According to Ma, doctors need to help patients overcome their agitation when they are making love, to guarantee a successful erection.

Ma’s theory is refuted by Pan Suiming, former director of the Sociology of Sex Research Institute at Renmin University. He believes the impotence and premature ejaculation were regarded as illnesses, and the quacks touted treatment and prescriptions just to make money.

They are actually technical problems and need psychological adjustment for the man and the woman, not only medicine for the man, Pan said.

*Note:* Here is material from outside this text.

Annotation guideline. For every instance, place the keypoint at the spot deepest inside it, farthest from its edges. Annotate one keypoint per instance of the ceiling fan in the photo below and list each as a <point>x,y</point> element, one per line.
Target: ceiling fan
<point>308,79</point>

Sex problems can be categorized into six grades: moral suppression, ignorance, timely agitation, unharmonious couples, psychological conflict and family issues, according to Wu Minlun, a sexologist at Queen Mary Hospital. Based on his clinical experience, 80 percent of patients suffer from the first three types, which can be solved through psychological guidance and sex education. But patients with the last three types of problems are very difficult to cure, and require a lot of assistance from sexologists.

For traditional and religious reasons, sexology remains a sensitive topic in China and Chinese society. When Tong’s father heard what her daughter was doing in the mainland, he was angry.

In the future, computerized virtual treatment, in which patients can experience sensual pleasure with the help of digital glasses and a helmet, may replace massage by people to reduce the controversy of sex therapy, Ma said.

Nowadays, a big hassle for the sexologists is how to get some patients to avoid falling in love with them, said Wu.